2.) Next I filtered the data to elimiate the missing values, which have been designated as “NA” in the .csv file. To do this I am created a subset of the data that included ‘gender’ values of ‘0’ and ‘1’ and ‘lifesat’ values of ‘1’ or greater:
trim_data <- subset(test_data, gender >=0 & lifesat >= 1)
tbl_df (trim_data)
## Source: local data frame [675 x 2]
##
## gender lifesat
## (int) (int)
## 1 1 20
## 2 1 18
## 3 0 25
## 4 0 7
## 5 0 23
## 6 0 25
## 7 1 22
## 8 0 21
## 9 0 29
## 10 1 26
## .. ... ...
This subset includes a sample of 675 respondants. This will be the data used for the remainder of the analysis.
Just to be sure that my analysis to this point is on track, I ran a summary of the data to see that the min, max and mean information looked correct, indicating that I have trimmed the data correctly:
summary(trim_data)
## gender lifesat
## Min. :0.0000 Min. : 5.00
## 1st Qu.:0.0000 1st Qu.:18.00
## Median :0.0000 Median :23.00
## Mean :0.4104 Mean :21.48
## 3rd Qu.:1.0000 3rd Qu.:25.00
## Max. :1.0000 Max. :30.00
I can see that I have a minimum gender value of ‘0’ and a maximum gender value of ‘1’, which is as I would expect. My mean also looks about right at .41. The lifesat variables look accurate as well, with a minimum value of 5 and a maximum value of 30.

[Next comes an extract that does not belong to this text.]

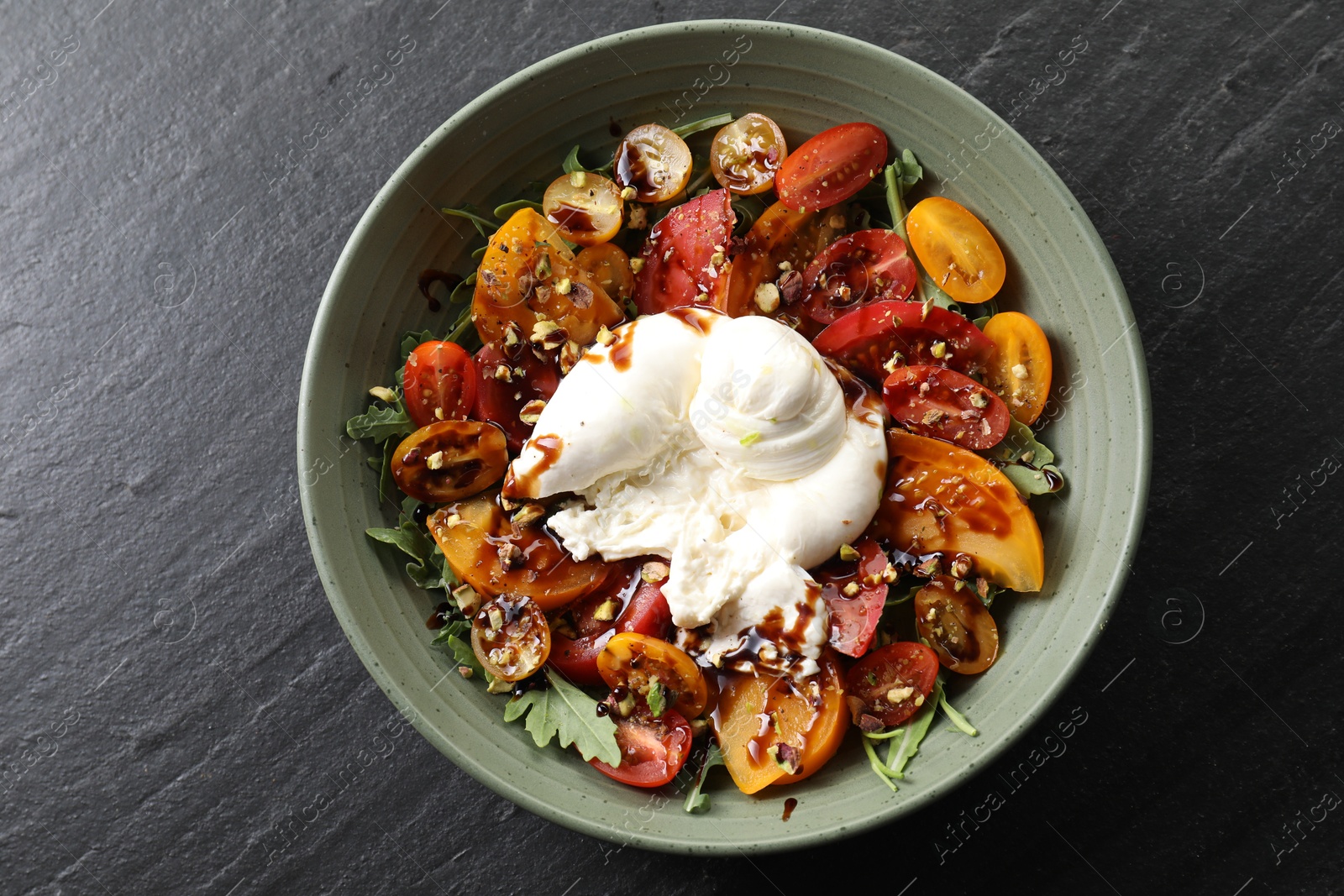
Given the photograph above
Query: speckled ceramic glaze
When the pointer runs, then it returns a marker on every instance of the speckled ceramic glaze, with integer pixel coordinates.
(806, 80)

With this confidence in my work to this point I test the null hypothesis that there is no difference, by gender, between the mean life satisfation of working professionals. My null and alternative hypotheses are stated below:
Null Hypothesis: There is no statistically significant difference, by gender, between the means of the life satisfaction survey responses.

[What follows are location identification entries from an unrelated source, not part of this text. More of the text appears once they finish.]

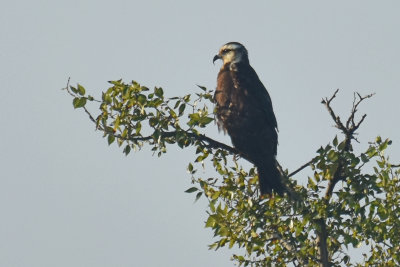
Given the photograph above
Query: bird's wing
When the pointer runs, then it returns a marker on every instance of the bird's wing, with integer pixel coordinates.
(246, 78)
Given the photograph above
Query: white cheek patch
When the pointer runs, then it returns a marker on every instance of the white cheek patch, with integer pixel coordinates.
(232, 46)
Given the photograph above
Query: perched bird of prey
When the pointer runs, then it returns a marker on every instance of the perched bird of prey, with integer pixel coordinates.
(244, 111)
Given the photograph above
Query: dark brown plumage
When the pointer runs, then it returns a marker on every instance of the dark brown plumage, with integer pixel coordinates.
(244, 111)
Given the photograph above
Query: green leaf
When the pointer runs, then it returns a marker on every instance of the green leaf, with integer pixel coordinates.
(202, 88)
(111, 139)
(198, 195)
(364, 158)
(191, 190)
(142, 99)
(335, 142)
(81, 90)
(182, 109)
(159, 92)
(127, 149)
(79, 102)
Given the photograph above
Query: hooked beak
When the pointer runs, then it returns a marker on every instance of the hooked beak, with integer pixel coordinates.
(216, 58)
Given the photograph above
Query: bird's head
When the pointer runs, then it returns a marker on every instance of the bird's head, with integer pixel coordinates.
(232, 52)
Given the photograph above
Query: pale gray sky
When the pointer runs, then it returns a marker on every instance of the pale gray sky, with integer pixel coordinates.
(67, 199)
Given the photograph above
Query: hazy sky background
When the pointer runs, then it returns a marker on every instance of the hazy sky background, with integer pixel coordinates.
(67, 199)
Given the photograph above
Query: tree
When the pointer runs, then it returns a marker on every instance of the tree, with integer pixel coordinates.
(351, 200)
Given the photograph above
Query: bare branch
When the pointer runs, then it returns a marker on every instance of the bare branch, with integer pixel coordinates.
(300, 168)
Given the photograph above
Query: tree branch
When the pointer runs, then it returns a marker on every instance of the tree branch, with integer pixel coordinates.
(321, 241)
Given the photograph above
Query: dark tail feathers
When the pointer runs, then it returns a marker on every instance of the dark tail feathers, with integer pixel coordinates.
(270, 178)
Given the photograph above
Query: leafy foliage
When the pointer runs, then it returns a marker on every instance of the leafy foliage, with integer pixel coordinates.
(351, 200)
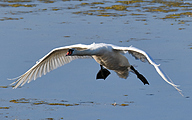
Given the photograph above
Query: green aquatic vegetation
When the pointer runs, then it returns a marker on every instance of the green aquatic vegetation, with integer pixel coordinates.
(123, 104)
(179, 15)
(22, 100)
(181, 28)
(12, 1)
(4, 107)
(159, 9)
(9, 18)
(137, 14)
(3, 86)
(47, 1)
(22, 5)
(55, 9)
(131, 1)
(117, 7)
(63, 104)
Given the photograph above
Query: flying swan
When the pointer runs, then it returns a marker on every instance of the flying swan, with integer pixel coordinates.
(107, 55)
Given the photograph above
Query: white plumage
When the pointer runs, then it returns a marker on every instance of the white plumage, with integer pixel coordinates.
(107, 55)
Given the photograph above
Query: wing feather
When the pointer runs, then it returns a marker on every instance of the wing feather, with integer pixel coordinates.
(54, 59)
(143, 56)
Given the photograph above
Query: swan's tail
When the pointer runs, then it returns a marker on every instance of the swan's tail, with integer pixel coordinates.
(167, 79)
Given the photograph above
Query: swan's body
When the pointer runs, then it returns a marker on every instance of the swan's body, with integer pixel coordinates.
(107, 55)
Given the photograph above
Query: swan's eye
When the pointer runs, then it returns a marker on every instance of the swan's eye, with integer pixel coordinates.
(70, 52)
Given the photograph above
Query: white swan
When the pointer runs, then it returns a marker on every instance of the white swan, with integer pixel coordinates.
(107, 55)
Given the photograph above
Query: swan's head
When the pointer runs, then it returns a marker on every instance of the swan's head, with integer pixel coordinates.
(70, 52)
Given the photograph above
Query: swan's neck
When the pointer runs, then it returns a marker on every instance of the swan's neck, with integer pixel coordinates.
(87, 52)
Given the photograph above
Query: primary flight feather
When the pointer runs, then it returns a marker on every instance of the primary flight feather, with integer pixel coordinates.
(107, 55)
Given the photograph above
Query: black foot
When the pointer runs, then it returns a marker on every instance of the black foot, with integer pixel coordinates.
(140, 76)
(103, 73)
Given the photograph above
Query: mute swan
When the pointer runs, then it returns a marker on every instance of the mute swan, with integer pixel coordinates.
(107, 55)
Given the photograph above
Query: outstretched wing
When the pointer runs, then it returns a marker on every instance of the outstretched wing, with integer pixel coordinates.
(143, 56)
(54, 59)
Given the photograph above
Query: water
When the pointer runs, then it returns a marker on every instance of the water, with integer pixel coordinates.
(29, 30)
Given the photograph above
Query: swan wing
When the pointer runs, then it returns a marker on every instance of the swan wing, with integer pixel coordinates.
(54, 59)
(143, 56)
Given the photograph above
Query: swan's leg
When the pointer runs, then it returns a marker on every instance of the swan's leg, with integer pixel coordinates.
(141, 77)
(103, 73)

Alternate Hypothesis: Gender has a statistically significant impact on the mean life satisfaction survey responses.
To test the null hypothesis I utilize a t test which will help me evaluate any difference between the mean life satisfaction survey responses between males and females. In this case I set alpha to .05, meaning that I am willing to accept a Type 1 error rate of .05.

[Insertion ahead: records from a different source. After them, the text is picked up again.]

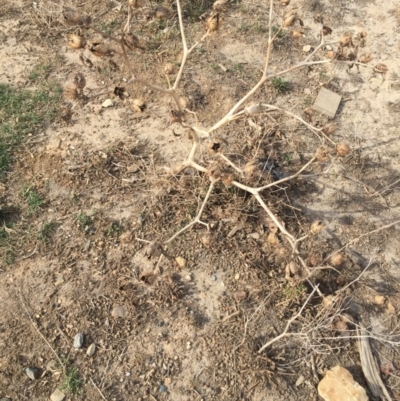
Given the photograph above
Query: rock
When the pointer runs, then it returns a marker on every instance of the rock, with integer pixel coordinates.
(119, 311)
(78, 340)
(108, 103)
(57, 395)
(379, 300)
(91, 350)
(33, 373)
(327, 102)
(339, 385)
(181, 262)
(52, 366)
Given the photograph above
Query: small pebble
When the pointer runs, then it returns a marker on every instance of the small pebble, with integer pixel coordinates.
(91, 350)
(58, 395)
(32, 373)
(78, 340)
(119, 311)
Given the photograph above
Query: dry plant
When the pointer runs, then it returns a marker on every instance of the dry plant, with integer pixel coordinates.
(221, 168)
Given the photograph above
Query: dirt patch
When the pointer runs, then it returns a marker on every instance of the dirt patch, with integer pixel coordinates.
(90, 198)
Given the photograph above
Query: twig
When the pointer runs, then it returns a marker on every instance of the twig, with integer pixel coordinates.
(291, 320)
(101, 394)
(39, 332)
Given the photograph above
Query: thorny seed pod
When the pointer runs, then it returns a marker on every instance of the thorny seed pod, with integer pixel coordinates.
(136, 3)
(227, 179)
(162, 12)
(220, 5)
(214, 147)
(365, 58)
(74, 17)
(345, 40)
(75, 41)
(70, 92)
(175, 116)
(169, 68)
(79, 80)
(316, 227)
(132, 41)
(329, 128)
(331, 54)
(100, 50)
(337, 259)
(138, 105)
(289, 20)
(297, 34)
(381, 68)
(212, 22)
(322, 154)
(319, 19)
(343, 149)
(205, 239)
(183, 101)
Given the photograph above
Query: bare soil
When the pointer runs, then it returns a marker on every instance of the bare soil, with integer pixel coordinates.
(193, 332)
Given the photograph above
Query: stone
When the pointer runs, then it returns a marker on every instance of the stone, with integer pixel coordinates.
(119, 311)
(33, 373)
(327, 102)
(57, 395)
(108, 103)
(339, 385)
(180, 261)
(91, 350)
(78, 340)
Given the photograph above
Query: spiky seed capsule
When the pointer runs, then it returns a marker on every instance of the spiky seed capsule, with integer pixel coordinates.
(183, 101)
(227, 179)
(297, 34)
(289, 20)
(343, 149)
(337, 259)
(331, 54)
(329, 128)
(365, 58)
(317, 226)
(345, 40)
(212, 22)
(138, 105)
(75, 41)
(70, 92)
(161, 12)
(326, 30)
(169, 68)
(73, 17)
(79, 80)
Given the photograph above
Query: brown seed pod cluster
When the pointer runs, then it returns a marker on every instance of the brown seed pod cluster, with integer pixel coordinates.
(138, 105)
(73, 17)
(75, 41)
(343, 149)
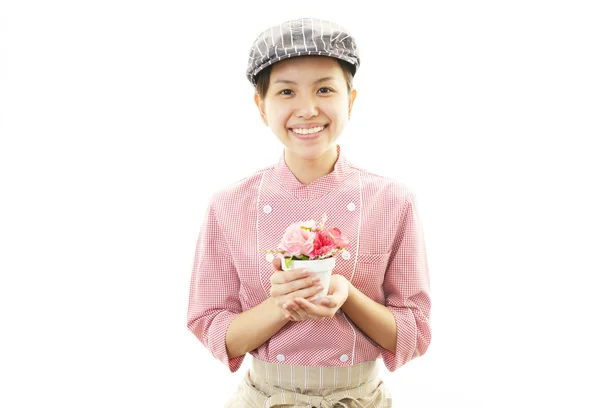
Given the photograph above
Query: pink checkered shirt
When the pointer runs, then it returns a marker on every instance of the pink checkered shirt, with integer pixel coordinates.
(386, 260)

Note that when running a t test in R I organize the variables as (dependent variable ~ independent variable), with the ‘~’ meaning ‘depends on’. In other words, the t test helps me evaluate whether or not the dependent variable depends on the independent variable.
t.test(lifesat~gender, trim_data, var.eq=TRUE)
##
## Two Sample t-test
##
## data: lifesat by gender
## t = -1.349, df = 673, p-value = 0.1778
## alternative hypothesis: true difference in means is not equal to 0
## 95 percent confidence interval:
## -1.4704615 0.2727582
## sample estimates:
## mean in group 0 mean in group 1
## 21.23869 21.83755
The results of the t test indicate that that the t value is -1.349. The fact that it is negative isn’t a concern, but the value itself of just over one suggests that the error in estimating is nearly equal to the difference between the means. In other words, we don’t necessarily have enough information to make a determination based on the data that is being analyzed at this time. Additionally, the p-value is .1778, which is greater than my established alpha of .05. Given the results of this t test, I will fail to reject the null hypothesis.